Autor: Aguilar, Emilio. 
   La importancia de llamarse obrero     
 
 Pueblo.    14/07/1977.  Páginas: 1. Párrafos: 4. 

LA IMPORTANCIA DE LLAMARSE OBRERO

Emilio AGUILAR

Un militante del P. S. P. escribe una especie de carta abierta al profesor Tierno Galván y, entre otras

cosas, señala acertadamente la importancia que —a la hora de captar votos— ha tenido la «O» que el P.

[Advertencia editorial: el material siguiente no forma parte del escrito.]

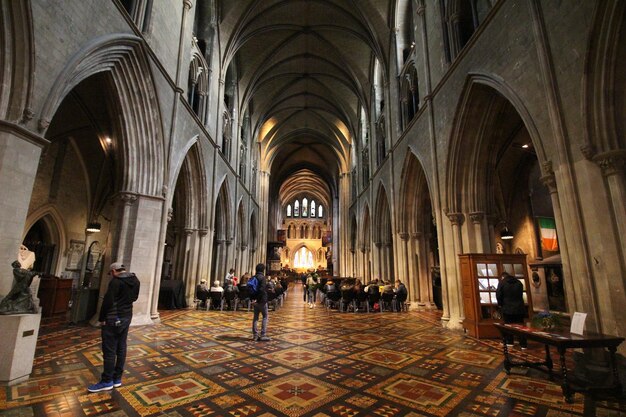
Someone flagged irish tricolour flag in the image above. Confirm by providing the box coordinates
[537,217,559,252]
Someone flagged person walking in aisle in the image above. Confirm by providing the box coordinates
[251,264,271,342]
[496,272,527,350]
[87,262,140,392]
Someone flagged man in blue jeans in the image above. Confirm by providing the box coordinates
[252,264,270,342]
[87,262,139,392]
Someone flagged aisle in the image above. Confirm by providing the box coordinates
[0,285,623,417]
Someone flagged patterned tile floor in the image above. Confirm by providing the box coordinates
[0,286,626,417]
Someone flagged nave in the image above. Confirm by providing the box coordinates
[0,285,626,417]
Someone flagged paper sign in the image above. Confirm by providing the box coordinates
[569,312,587,334]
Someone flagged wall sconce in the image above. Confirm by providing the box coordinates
[500,227,513,240]
[85,222,102,233]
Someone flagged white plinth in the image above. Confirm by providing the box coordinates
[0,313,41,385]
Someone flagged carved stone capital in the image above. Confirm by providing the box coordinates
[38,117,50,132]
[446,213,465,226]
[593,151,626,177]
[469,211,485,224]
[539,172,556,194]
[487,214,499,226]
[120,193,137,206]
[580,143,597,161]
[22,107,35,124]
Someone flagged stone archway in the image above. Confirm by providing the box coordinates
[442,76,559,327]
[374,184,396,282]
[209,180,233,282]
[161,143,208,304]
[398,152,442,308]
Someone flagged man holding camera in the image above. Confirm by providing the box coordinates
[87,262,139,392]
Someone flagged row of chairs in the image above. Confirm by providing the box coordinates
[194,285,287,311]
[324,288,408,313]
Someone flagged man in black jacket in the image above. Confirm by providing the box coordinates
[87,262,139,392]
[496,272,527,350]
[252,264,270,342]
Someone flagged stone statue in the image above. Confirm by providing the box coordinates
[0,261,39,314]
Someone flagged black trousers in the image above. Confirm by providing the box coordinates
[502,313,527,347]
[100,317,131,382]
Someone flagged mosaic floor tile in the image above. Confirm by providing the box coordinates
[366,374,470,416]
[0,286,626,417]
[118,372,226,416]
[243,374,348,416]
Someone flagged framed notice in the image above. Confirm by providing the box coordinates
[65,240,85,271]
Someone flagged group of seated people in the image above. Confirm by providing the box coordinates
[196,269,288,310]
[319,278,408,311]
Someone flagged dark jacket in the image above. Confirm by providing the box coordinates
[256,272,267,304]
[496,276,526,315]
[99,272,139,322]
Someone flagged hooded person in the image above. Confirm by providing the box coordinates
[87,262,140,392]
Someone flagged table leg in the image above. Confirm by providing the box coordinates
[502,334,511,375]
[545,345,554,381]
[608,346,622,396]
[558,347,572,403]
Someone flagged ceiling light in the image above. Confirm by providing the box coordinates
[500,227,513,240]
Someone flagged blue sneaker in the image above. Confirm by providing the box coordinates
[87,381,113,392]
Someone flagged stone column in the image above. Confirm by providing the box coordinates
[594,151,626,266]
[0,120,50,296]
[195,228,210,285]
[469,211,491,253]
[398,233,412,303]
[446,213,465,326]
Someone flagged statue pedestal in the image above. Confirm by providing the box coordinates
[0,313,41,385]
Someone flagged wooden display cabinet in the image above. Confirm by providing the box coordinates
[459,253,533,339]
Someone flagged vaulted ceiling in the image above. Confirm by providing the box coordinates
[214,0,393,205]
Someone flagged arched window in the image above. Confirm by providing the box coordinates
[302,198,309,217]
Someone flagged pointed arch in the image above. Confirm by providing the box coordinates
[582,1,626,158]
[397,149,432,233]
[39,34,165,196]
[214,177,233,240]
[22,204,69,275]
[0,1,35,122]
[443,74,546,213]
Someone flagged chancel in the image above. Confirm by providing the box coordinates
[0,0,626,416]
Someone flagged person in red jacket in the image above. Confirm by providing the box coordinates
[87,262,139,392]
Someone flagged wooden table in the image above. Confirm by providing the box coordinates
[494,323,624,403]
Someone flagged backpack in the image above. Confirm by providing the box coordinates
[246,275,259,299]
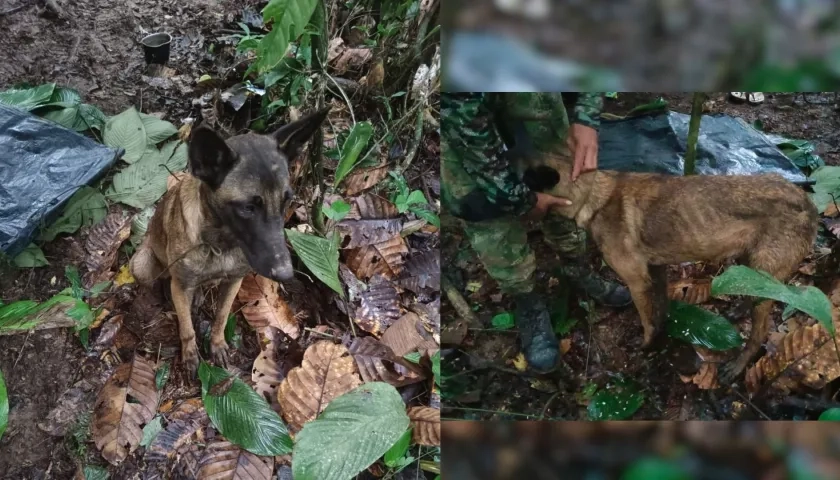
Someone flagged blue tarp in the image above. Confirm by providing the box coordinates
[598,111,806,182]
[0,105,121,256]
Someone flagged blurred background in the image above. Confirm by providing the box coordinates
[442,0,840,91]
[442,422,840,480]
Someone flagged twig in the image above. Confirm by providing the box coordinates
[0,2,35,17]
[440,275,481,325]
[322,70,356,125]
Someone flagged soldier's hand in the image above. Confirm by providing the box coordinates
[567,123,598,181]
[525,192,572,220]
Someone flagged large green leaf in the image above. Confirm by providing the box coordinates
[140,113,178,145]
[292,382,409,480]
[0,83,55,110]
[257,0,320,73]
[587,381,645,420]
[621,457,693,480]
[667,301,743,350]
[712,265,834,334]
[198,362,292,455]
[129,205,155,247]
[808,166,840,212]
[39,186,108,242]
[0,370,9,439]
[14,243,50,268]
[102,107,148,163]
[333,122,373,188]
[286,229,344,298]
[107,140,187,208]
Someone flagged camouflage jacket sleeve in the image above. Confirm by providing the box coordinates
[441,93,536,221]
[569,93,604,130]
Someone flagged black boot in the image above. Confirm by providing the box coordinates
[557,260,633,307]
[515,293,560,373]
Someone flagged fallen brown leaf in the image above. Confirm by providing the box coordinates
[343,165,388,195]
[335,218,402,248]
[82,212,132,288]
[745,322,840,393]
[349,337,426,388]
[408,407,440,447]
[146,398,210,462]
[237,273,300,339]
[197,440,274,480]
[345,235,408,279]
[668,278,712,305]
[277,341,362,431]
[91,355,158,465]
[354,275,400,335]
[382,312,434,357]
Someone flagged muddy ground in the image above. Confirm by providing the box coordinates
[441,92,840,420]
[0,0,437,479]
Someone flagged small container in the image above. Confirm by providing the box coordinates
[140,33,172,65]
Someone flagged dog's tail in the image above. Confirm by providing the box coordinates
[128,241,163,287]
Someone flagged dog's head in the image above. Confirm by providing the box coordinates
[189,108,329,280]
[522,154,590,217]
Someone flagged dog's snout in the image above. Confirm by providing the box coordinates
[270,265,295,282]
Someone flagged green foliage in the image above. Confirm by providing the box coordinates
[808,166,840,213]
[84,465,111,480]
[321,200,350,222]
[712,265,834,335]
[38,186,108,242]
[13,243,50,268]
[666,301,743,350]
[254,0,318,73]
[0,83,55,110]
[155,362,169,392]
[292,382,409,480]
[382,428,414,469]
[0,370,9,439]
[819,408,840,422]
[286,229,344,298]
[490,312,514,330]
[587,380,645,420]
[621,457,692,480]
[198,362,292,455]
[140,415,163,448]
[333,122,373,188]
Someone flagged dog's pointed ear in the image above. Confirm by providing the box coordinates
[522,165,560,192]
[272,107,331,160]
[188,127,237,190]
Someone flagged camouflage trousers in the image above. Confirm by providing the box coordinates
[441,144,586,294]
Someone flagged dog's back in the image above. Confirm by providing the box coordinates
[592,172,818,265]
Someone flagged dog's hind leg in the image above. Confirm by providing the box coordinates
[210,278,242,367]
[128,241,164,287]
[172,275,198,378]
[719,242,805,385]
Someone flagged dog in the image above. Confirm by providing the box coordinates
[521,151,818,383]
[129,108,329,377]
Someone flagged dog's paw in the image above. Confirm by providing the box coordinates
[181,345,198,379]
[210,337,229,367]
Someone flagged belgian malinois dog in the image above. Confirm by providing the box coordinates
[523,153,818,383]
[130,108,329,377]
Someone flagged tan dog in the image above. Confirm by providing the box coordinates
[130,109,329,376]
[524,154,818,382]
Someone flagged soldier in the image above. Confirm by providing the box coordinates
[441,93,631,372]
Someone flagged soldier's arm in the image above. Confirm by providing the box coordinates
[569,93,604,130]
[441,93,536,221]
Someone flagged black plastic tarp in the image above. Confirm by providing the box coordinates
[0,105,121,256]
[598,112,806,182]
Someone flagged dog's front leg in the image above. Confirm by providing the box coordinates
[210,278,242,367]
[172,275,198,378]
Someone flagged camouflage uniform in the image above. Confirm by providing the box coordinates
[441,93,606,294]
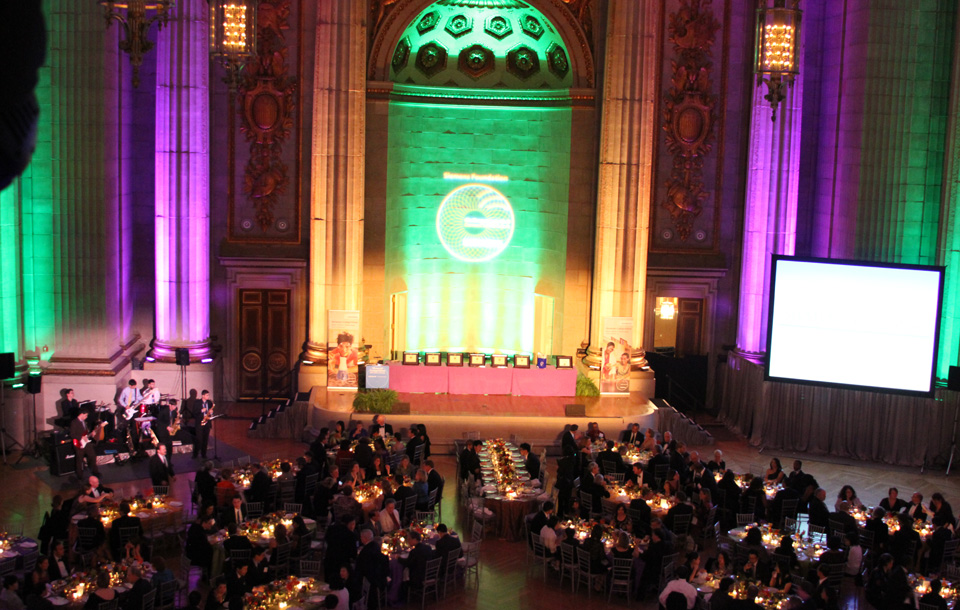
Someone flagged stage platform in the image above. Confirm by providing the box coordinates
[307,387,659,455]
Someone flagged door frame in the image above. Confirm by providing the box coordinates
[219,257,307,401]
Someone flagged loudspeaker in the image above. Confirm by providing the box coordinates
[50,443,77,477]
[175,347,190,366]
[27,374,43,394]
[947,366,960,392]
[0,352,17,379]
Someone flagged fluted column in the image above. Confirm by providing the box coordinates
[590,0,662,358]
[14,0,119,358]
[153,0,211,360]
[307,0,366,362]
[737,74,804,354]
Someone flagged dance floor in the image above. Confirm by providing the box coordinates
[0,397,960,610]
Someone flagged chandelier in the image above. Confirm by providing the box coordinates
[753,0,803,121]
[100,0,175,87]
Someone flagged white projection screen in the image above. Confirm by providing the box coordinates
[766,256,943,395]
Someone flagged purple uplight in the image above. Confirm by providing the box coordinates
[737,76,803,353]
[154,0,210,358]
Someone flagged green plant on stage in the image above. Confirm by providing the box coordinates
[353,390,397,413]
[577,373,600,396]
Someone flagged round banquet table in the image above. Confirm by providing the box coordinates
[483,494,537,542]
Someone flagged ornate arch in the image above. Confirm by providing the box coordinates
[367,0,596,89]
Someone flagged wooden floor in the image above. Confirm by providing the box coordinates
[0,405,960,610]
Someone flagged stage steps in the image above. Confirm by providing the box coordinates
[247,392,310,440]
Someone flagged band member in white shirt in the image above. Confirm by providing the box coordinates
[140,379,160,417]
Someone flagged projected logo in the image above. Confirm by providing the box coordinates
[437,184,514,263]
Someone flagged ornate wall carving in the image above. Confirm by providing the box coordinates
[655,0,720,247]
[230,0,300,242]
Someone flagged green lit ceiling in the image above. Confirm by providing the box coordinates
[390,0,573,89]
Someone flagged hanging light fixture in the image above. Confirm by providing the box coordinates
[753,0,803,121]
[210,0,259,90]
[100,0,175,87]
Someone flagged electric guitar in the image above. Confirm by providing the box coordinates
[73,421,107,449]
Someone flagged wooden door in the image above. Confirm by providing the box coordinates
[238,290,290,399]
[677,298,703,357]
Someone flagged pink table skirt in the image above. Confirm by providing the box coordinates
[390,364,447,394]
[510,366,577,396]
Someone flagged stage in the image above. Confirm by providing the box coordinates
[307,386,659,454]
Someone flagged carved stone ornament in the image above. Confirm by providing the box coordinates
[238,0,297,231]
[662,0,720,241]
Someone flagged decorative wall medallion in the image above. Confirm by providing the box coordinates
[445,15,473,38]
[520,15,543,40]
[417,42,447,77]
[547,44,570,78]
[507,46,540,80]
[390,36,410,72]
[237,0,297,231]
[483,15,513,40]
[661,0,720,241]
[457,44,496,80]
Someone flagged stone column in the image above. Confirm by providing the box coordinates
[304,0,366,364]
[737,73,804,357]
[153,0,211,360]
[587,0,662,364]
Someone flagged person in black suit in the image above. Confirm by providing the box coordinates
[110,502,143,561]
[220,494,247,527]
[323,515,357,582]
[620,424,643,446]
[423,460,443,502]
[70,410,100,479]
[370,413,393,438]
[49,540,72,580]
[560,424,580,457]
[520,443,540,479]
[184,516,216,573]
[597,441,627,474]
[225,561,253,608]
[247,464,273,502]
[807,487,830,527]
[150,443,174,486]
[353,528,390,609]
[460,441,480,480]
[120,566,154,610]
[194,462,217,504]
[880,487,907,513]
[435,524,464,574]
[400,530,433,588]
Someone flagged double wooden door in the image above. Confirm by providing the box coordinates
[238,289,290,399]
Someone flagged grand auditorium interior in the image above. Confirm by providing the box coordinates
[0,0,960,610]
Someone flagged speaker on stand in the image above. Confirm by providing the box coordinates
[0,352,23,464]
[17,373,43,464]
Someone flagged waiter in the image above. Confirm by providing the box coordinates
[70,410,100,479]
[193,390,214,459]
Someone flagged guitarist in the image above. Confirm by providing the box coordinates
[155,398,181,456]
[117,379,143,452]
[193,390,214,459]
[70,409,100,479]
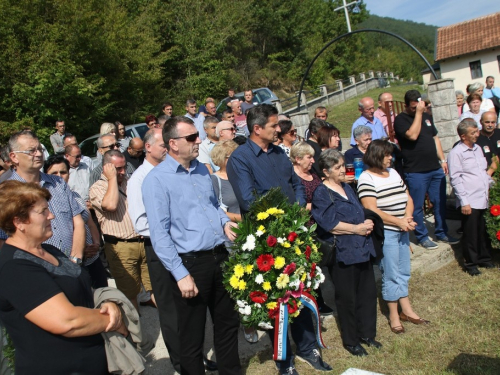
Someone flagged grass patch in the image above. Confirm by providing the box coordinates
[328,85,421,138]
[246,254,500,375]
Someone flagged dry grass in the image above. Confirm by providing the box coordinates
[242,254,500,375]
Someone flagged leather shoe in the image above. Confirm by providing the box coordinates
[389,321,405,335]
[139,298,156,309]
[203,356,218,371]
[465,267,481,276]
[399,312,430,325]
[344,344,368,357]
[478,262,497,268]
[359,337,382,349]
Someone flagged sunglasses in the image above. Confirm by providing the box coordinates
[172,132,200,142]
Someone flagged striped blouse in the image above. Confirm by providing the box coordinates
[358,168,408,232]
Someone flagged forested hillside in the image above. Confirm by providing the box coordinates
[0,0,433,142]
[356,15,437,81]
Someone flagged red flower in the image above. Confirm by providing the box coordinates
[490,204,500,216]
[250,292,267,303]
[288,299,299,314]
[305,245,311,260]
[267,307,280,319]
[283,262,297,275]
[311,263,316,279]
[287,232,299,242]
[257,254,274,272]
[267,236,278,247]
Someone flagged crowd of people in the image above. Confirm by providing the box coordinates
[0,77,500,375]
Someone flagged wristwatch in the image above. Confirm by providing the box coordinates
[69,255,82,266]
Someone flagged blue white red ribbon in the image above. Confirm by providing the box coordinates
[273,303,288,361]
[273,292,327,361]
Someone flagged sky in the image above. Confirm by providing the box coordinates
[362,0,500,26]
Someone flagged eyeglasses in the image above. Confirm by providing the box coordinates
[101,142,121,149]
[12,147,43,156]
[172,132,200,142]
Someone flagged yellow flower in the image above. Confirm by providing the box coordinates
[266,207,278,215]
[274,257,285,270]
[276,273,290,289]
[229,275,240,289]
[266,302,278,310]
[234,264,245,277]
[257,212,269,220]
[238,280,247,290]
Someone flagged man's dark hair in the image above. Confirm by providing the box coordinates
[363,139,394,169]
[405,90,422,106]
[102,150,125,166]
[162,116,194,151]
[247,104,278,134]
[43,154,70,173]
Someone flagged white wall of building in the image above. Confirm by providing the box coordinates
[439,48,500,93]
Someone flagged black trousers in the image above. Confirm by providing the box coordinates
[172,251,241,375]
[462,208,491,269]
[332,261,377,346]
[145,245,181,373]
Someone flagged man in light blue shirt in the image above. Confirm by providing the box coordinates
[351,97,387,146]
[184,99,207,141]
[142,116,241,374]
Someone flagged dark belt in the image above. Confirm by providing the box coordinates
[103,234,151,246]
[179,244,227,258]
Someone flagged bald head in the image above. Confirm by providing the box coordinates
[358,97,375,121]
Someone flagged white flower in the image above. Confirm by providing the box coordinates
[258,322,273,329]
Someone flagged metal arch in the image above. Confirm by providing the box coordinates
[297,29,438,110]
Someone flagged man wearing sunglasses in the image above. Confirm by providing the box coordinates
[89,134,135,188]
[142,116,241,374]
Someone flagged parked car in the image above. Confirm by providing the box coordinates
[217,87,278,113]
[80,122,148,160]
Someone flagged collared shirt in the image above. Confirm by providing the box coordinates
[448,142,491,210]
[376,107,396,135]
[50,132,66,153]
[68,161,90,201]
[127,159,154,237]
[142,154,229,281]
[0,171,83,256]
[89,174,138,240]
[227,139,306,212]
[184,113,207,141]
[351,116,387,146]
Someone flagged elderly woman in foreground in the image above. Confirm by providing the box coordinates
[311,149,376,356]
[358,139,429,334]
[0,181,128,375]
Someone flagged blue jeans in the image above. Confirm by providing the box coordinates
[380,230,410,302]
[405,168,448,242]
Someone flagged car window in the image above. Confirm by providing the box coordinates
[80,137,97,157]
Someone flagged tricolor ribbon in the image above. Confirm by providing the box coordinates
[273,292,327,361]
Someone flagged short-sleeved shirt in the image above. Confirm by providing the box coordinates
[358,168,408,232]
[0,244,108,375]
[0,171,83,256]
[394,112,441,173]
[476,129,500,166]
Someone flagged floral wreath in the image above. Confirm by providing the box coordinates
[223,188,325,329]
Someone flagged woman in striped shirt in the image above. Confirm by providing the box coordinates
[358,139,429,334]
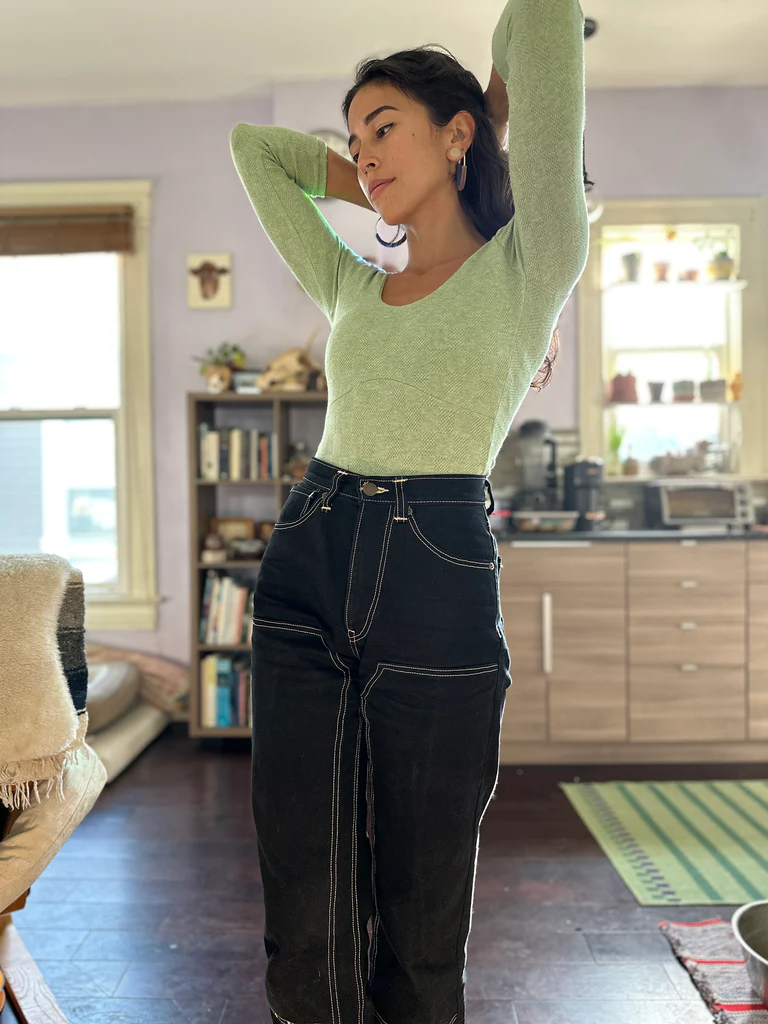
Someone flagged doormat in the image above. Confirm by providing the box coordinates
[658,920,768,1024]
[560,779,768,906]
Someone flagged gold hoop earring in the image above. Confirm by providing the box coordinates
[450,145,467,191]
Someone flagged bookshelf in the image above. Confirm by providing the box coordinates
[186,391,328,738]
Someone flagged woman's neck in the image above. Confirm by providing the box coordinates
[402,195,487,276]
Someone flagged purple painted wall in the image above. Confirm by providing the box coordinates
[0,81,768,660]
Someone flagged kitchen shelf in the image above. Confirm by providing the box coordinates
[602,279,750,292]
[605,400,740,411]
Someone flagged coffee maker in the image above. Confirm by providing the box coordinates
[563,459,605,530]
[513,420,558,512]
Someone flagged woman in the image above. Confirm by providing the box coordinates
[231,0,588,1024]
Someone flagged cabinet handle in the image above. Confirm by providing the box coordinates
[542,594,552,676]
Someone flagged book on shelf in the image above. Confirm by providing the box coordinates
[198,423,279,480]
[199,569,254,645]
[200,654,251,729]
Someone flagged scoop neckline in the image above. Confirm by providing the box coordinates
[378,239,494,309]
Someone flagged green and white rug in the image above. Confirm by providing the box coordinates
[561,780,768,906]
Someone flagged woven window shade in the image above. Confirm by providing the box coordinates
[0,205,133,256]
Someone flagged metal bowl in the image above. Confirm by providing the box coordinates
[731,899,768,1007]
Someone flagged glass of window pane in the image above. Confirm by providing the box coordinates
[0,253,122,411]
[0,419,118,585]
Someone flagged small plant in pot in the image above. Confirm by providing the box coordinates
[193,341,246,394]
[707,249,735,281]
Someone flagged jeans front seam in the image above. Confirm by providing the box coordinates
[344,509,394,657]
[454,637,504,1020]
[323,639,366,1024]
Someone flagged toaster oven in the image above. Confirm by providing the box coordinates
[644,477,755,529]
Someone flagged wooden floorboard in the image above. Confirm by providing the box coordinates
[12,729,766,1024]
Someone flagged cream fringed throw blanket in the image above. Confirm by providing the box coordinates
[0,554,90,808]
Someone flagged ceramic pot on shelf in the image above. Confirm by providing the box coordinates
[622,253,642,284]
[707,252,735,281]
[608,374,637,404]
[653,263,670,285]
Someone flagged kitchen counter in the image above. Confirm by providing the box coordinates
[494,529,768,547]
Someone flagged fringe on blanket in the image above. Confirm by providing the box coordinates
[0,712,91,811]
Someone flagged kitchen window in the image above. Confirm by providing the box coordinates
[0,182,157,630]
[579,200,768,480]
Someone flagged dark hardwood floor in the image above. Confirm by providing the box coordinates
[14,727,766,1024]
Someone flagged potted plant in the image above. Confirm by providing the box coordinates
[193,341,246,394]
[608,423,627,476]
[707,249,735,281]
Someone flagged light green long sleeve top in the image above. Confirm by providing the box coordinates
[230,0,589,476]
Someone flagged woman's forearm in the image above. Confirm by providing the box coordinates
[326,148,374,210]
[485,66,509,143]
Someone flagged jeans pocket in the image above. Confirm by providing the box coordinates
[408,502,498,569]
[274,483,323,529]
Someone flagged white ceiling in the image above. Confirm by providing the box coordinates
[0,0,768,106]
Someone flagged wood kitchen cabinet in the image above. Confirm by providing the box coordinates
[627,541,746,742]
[746,544,768,739]
[500,539,768,763]
[501,542,627,742]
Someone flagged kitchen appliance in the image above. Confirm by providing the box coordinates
[644,477,755,529]
[511,511,579,534]
[563,459,605,530]
[512,420,558,512]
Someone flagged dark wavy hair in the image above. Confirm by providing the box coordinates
[341,44,591,390]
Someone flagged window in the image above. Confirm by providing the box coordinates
[579,200,768,479]
[0,182,157,630]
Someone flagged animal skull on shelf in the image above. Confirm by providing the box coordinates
[257,330,328,391]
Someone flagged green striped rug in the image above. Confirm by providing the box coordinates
[560,780,768,906]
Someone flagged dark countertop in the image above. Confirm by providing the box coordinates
[495,529,768,544]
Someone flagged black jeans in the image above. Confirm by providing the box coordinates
[252,459,511,1024]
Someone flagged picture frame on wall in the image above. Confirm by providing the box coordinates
[186,253,232,309]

S. O. E. incluye entre sus siglas. Esa «O» evidentemente ha sido una nasa pescadora de votos que ha

llevado millones al cómputo. Las marcas conocidas siguen teniendo una importancia capital y las

veteranas siglas del P. S. O. E. han pesado en la balanza de una forma decisiva. Pero, a mi juicio personal,

la importancia de esa «O» revela cierto grado de subdesarrollo político, en el que aún tienen importancia

diferenciaciones superadas por la simple evolución sociológica. En tiempos de Pablo Iglesias tenía

sentido; hoy sólo cabe la distinción entre los que trabajan y los que no.

Al hilo de este razonamiento pasados ya largamente los días de contienda electoral, parece interesante

comparar los resultados de estos dos partidos para establecer algunas conclusiones de validez universal.

Aparte de la apuntada, hay que señalar la importancia de la imagen, el impacto del atractivo físico de

Felipe González, que ha arrastrado voto femenino en proporciones importantes. Las mujeres han sido más

sensibles a la barba cerrada y jura, el pelo en pecho y la bemba de González, que al porte sereno, pacífico

y modesto de Tierno. La estampa del primero ha vencido al verbo del segundo.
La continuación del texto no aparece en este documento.